With the game tied at 121, Thompson missed a corner 3-pointer and Andrew Wiggins missed the follow-up dunk. Otto Porter Jr. and Monte Morris both went after the loose ball, eventually knocking it out of bounds. Officials ruled that Porter was the last one to touch the ball, but the NBA ruled Monday that the ball went off Morris and the Warriors should have retained possession.

On the ensuing possession, Morris made a seven-foot floater, giving Denver a 123-121 lead. The Warriors turned the ball over on the next trip down the floor and Will Barton drilled a dagger 3-pointer to seal a 126-121 win for Denver and force Game 5.

RELATED: Warriors find silver linings in Game 4 loss vs. Nuggets

The NBA also found two other missed calls from the final two minutes of Game 4. One was a missed traveling call on Curry.

The other occurred during the same position as the missed out-of-bounds call. With 48.9 seconds remaining, the NBA ruled that Austin Rivers should have been called for a foul on Curry as he impeded his SQBR. The Warriors were in the bonus so Curry would have been sent to the line for two free throws.

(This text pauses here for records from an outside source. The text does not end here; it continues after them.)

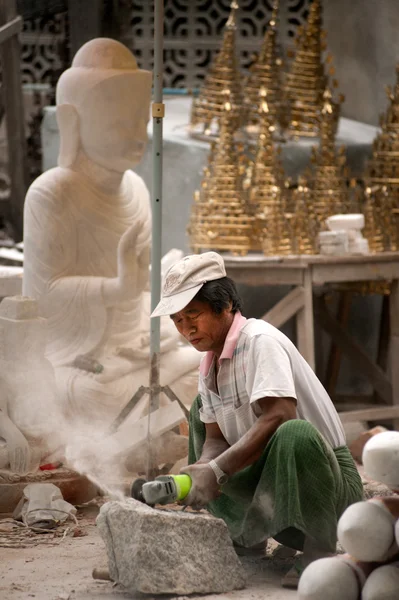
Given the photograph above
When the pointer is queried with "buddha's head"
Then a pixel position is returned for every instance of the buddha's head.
(103, 106)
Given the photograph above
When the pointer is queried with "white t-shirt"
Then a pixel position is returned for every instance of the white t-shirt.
(259, 361)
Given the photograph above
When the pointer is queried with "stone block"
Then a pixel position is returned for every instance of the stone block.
(168, 552)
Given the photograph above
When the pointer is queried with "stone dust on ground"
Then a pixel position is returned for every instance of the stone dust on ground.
(59, 567)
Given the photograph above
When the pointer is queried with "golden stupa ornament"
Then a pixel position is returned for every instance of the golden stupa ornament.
(223, 74)
(382, 180)
(307, 78)
(265, 187)
(220, 219)
(328, 178)
(265, 72)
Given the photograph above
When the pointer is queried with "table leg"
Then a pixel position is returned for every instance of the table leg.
(394, 344)
(304, 322)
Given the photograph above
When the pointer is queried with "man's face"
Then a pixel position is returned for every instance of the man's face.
(200, 326)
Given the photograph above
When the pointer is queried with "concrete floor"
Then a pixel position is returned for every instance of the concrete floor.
(61, 569)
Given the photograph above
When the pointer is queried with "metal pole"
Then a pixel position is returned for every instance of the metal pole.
(158, 111)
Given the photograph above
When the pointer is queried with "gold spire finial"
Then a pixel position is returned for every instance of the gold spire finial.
(265, 72)
(231, 21)
(223, 74)
(308, 75)
(382, 179)
(263, 105)
(220, 220)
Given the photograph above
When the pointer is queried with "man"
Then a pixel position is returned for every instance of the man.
(267, 450)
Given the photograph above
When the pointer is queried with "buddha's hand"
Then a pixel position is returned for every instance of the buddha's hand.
(19, 453)
(133, 261)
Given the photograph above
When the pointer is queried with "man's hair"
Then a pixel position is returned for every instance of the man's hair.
(219, 293)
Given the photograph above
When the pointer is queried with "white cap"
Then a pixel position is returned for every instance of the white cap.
(185, 278)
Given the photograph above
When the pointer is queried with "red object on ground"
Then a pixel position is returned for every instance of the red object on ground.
(50, 466)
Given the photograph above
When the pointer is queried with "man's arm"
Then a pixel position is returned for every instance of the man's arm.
(215, 443)
(275, 412)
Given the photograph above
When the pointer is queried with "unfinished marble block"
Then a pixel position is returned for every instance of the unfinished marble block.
(168, 552)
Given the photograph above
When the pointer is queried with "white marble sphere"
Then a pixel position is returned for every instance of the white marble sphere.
(382, 583)
(366, 531)
(329, 579)
(381, 458)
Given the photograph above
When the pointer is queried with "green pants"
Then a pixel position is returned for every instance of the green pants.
(298, 487)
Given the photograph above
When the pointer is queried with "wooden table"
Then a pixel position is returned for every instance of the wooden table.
(310, 273)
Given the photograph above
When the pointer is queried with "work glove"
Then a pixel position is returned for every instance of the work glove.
(204, 487)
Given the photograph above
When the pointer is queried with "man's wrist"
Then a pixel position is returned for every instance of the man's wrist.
(221, 476)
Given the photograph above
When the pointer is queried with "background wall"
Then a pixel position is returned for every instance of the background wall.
(363, 38)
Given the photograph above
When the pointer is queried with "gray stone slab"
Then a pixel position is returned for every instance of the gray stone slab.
(168, 552)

Given that it's playoff basketball and Rivers' contact wasn't egregious, it was probably good the refs swallowed their whistle after over-officiating early in the game. However, the missed out-of-bounds call on Morris did rob the Warriors of a possession that could have given them the lead if they executed properly.

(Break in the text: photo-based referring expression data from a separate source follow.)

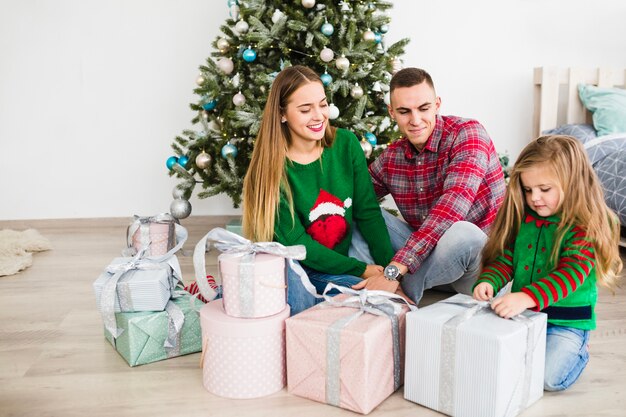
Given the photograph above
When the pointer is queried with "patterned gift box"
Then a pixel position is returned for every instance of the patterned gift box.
(153, 336)
(242, 358)
(347, 351)
(253, 289)
(465, 361)
(143, 284)
(156, 234)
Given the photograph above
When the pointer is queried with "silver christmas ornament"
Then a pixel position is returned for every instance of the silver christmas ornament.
(327, 54)
(369, 36)
(222, 45)
(333, 112)
(356, 91)
(180, 208)
(342, 63)
(239, 99)
(242, 26)
(203, 160)
(226, 65)
(367, 148)
(178, 193)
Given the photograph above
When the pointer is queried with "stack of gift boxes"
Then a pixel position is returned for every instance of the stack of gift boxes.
(146, 314)
(348, 351)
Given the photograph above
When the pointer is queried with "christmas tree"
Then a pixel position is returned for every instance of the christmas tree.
(343, 41)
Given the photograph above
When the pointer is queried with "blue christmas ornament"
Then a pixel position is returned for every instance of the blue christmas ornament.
(371, 138)
(229, 150)
(171, 161)
(209, 105)
(183, 160)
(249, 55)
(327, 29)
(326, 78)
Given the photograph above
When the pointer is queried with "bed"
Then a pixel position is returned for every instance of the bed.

What doomed the Warriors in Game 4, though, was their sloppy first half that was filled with fouls and turnovers. Golden State didn't play sound basketball and allowed Denver to roar out to a 17-point lead midway through the second quarter.

The fact that the Warriors almost won despite committing 27 fouls and turning the ball over 15 times speaks to the gap between the two teams.

The Warriors knew it would be hard to close out the Nuggets at home, but head back to the Bay for Game 5 feeling confident about their chances of ending the Nuggets' season.